Irene McGee''s exit from The Real World: Seattle in 1998, the Jurassic age of reality TV, was memorable. No more than 30 seconds after she got into her friend''s car to leave, Stephen Williams - a fellow housemate and constant source of conflict - rushed up and delivered a farewell smack to McGee''s face now known as "the slap heard ''round the world."

That clip has been replayed countless times on reality television recap shows and news broadcasts, and now lives forever on YouTube. "It was like, the highest-rated moment in cable television that year," McGee says 15 years later, seated in her Manhattan studio apartment. "That''s crazy. I''m known for being hit in the face."
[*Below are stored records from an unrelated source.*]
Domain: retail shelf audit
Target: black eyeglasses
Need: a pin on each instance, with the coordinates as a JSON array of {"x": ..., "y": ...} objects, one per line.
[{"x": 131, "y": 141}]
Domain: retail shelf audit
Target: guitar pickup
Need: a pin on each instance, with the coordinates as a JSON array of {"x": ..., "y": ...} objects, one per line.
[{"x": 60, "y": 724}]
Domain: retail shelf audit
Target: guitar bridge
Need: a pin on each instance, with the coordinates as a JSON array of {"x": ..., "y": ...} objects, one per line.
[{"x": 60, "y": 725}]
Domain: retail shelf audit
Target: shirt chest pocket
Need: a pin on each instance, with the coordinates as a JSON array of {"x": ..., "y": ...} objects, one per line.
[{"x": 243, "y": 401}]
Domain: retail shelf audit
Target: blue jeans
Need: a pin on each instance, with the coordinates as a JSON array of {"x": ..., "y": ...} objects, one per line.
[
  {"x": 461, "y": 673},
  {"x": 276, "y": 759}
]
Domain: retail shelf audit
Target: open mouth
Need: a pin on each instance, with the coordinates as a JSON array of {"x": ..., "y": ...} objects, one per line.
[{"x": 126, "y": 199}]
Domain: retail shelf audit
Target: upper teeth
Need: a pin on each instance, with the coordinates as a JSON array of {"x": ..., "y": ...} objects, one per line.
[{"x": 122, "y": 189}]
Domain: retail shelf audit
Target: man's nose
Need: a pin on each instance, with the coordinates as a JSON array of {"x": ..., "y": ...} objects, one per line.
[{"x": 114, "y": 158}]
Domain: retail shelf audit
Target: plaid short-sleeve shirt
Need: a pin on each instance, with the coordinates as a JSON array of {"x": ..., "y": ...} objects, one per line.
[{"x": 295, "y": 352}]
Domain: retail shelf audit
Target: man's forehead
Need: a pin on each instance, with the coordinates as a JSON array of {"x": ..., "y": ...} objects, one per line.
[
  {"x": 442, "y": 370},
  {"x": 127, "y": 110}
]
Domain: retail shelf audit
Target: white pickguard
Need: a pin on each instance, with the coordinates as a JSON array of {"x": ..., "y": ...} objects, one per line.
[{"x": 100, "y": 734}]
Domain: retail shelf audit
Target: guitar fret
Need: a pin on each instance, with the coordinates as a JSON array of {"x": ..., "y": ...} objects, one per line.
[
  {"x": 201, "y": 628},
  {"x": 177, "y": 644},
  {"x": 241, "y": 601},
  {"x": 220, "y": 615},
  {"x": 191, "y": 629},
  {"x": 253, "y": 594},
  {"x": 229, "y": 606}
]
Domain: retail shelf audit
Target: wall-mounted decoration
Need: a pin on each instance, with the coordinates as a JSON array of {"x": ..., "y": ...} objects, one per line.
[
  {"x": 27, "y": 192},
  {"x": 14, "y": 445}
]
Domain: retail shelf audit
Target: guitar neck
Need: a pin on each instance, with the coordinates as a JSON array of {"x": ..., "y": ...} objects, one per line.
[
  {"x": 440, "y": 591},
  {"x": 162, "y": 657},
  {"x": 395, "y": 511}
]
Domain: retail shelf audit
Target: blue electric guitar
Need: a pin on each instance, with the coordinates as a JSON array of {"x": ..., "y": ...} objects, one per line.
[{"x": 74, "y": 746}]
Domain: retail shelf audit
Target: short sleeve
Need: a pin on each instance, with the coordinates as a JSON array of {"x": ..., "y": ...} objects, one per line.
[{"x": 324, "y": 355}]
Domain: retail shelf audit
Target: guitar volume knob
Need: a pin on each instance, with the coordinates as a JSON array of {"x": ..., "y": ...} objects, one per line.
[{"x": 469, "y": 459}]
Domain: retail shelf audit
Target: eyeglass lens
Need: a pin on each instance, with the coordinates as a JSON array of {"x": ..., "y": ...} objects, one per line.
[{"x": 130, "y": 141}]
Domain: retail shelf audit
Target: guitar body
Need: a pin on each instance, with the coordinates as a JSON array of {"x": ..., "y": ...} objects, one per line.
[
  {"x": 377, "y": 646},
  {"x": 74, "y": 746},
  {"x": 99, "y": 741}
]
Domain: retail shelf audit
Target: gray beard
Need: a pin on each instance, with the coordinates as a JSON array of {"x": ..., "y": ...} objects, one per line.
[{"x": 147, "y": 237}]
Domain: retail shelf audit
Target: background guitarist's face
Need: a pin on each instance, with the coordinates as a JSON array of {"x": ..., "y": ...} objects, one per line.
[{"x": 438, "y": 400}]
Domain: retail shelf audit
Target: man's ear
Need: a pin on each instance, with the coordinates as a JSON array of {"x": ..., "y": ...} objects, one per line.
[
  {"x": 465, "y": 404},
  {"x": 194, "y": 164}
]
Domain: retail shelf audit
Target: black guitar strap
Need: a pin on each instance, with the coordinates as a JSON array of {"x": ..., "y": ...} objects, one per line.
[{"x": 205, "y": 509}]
Here''s another crazy thing about that moment: McGee did not leave The Real World because she had Lyme disease, as the show''s producers made it seem. She left because the entire operation was rigged. The show is set up to make people mean, to incite drama. Every season, it constructs a narrative faithful to conventional story arcs, but with all the trappings of water-cooler gossip.

The key word there was construct. Reality TV is fiction sold as nonfiction, to an audience that likes to believe both are possible simultaneously in life. It''s entertainment, in the same way Cirque du Soleil enchants and The Hunger Games enthralls. But what are we to make of unreal realness? And what does it make of its viewers? Do they, like McGee''s former housemates, mimic the medium? Do they become shallow, volatile, mean?

Building the Better Narrative

Reality TV now includes the full spectrum of Americana among its stars. The bronzed L.A. housewife who rakes in millions from her line of luxury perfume stands shoulder-to-shoulder with the Alaskan crab fisherman who spends his working hours shaking hands with death. Plot and structure may differ, but reality TV welcomes all. "The one common element in all the shows is the respect and attention given to ordinary and flawed people," says Steven Reiss, emeritus professor of psychology at Ohio State University. "It is the key value asserted by the shows."